For years, Grand Ayatollah Hossein Ali Montazeri criticized Iran’s supreme leader and argued that the country was not the Islamic democracy it claimed to be, but his words seemed to fall on deaf ears. Now many Iranians, including some former government leaders, are listening.
Ayatollah Montazeri has emerged as the spiritual leader of the opposition, an adversary the state has been unable to silence or jail because of his religious credentials and seminal role in the founding of the republic.
He is widely regarded as the most knowledgeable religious scholar in Iran and once expected to become the country’s supreme leader until a falling-out with Ayatollah Ruhollah Khomeini, the leader of the 1979 revolution and Iran’s supreme leader until his death in 1989.
Now, as the Iranian government has cracked down to suppress the protests that erupted after the presidential election in June and devastated the reform movement, Ayatollah Montazeri uses religion to attack the government’s legitimacy.

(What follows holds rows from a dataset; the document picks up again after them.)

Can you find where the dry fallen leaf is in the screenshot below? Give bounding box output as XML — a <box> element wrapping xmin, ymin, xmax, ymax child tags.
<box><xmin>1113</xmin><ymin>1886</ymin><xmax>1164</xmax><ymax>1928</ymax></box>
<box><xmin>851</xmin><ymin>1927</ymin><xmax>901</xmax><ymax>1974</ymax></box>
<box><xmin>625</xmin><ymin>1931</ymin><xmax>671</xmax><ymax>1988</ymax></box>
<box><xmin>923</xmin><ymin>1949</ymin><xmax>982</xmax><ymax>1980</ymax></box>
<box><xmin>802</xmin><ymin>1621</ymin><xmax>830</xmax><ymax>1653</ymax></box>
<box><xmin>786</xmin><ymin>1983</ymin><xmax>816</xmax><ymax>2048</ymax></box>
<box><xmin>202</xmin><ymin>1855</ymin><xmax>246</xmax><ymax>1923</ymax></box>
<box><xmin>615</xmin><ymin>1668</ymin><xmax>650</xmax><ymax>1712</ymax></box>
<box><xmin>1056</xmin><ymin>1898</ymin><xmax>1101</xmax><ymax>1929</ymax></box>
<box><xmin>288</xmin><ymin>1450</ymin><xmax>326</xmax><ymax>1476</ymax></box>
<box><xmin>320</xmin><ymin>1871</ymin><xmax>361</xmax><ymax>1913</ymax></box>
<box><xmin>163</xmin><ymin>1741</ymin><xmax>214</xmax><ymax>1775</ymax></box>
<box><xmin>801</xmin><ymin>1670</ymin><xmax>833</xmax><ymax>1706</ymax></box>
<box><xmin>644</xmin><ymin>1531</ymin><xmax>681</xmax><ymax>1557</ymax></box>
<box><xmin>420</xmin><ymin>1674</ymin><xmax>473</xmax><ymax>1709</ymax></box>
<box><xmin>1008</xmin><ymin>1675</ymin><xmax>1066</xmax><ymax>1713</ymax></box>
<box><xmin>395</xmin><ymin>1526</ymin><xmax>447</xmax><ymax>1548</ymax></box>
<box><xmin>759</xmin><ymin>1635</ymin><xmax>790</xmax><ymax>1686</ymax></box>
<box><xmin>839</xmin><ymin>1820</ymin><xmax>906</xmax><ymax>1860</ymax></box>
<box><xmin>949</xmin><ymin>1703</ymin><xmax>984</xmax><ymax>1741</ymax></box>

“We have many intellectuals who criticize this regime from the democratic point of view,” said Mehdi Khalaji, a former seminary student in Qum and now a senior fellow at the Washington Institute for Near East Policy. “He criticizes this regime purely from a religious point of view, and this is very hurtful. The regime wants to say, ‘If I am not democratic enough that doesn’t matter, I am Islamic.’ “He says it is not an Islamic government.”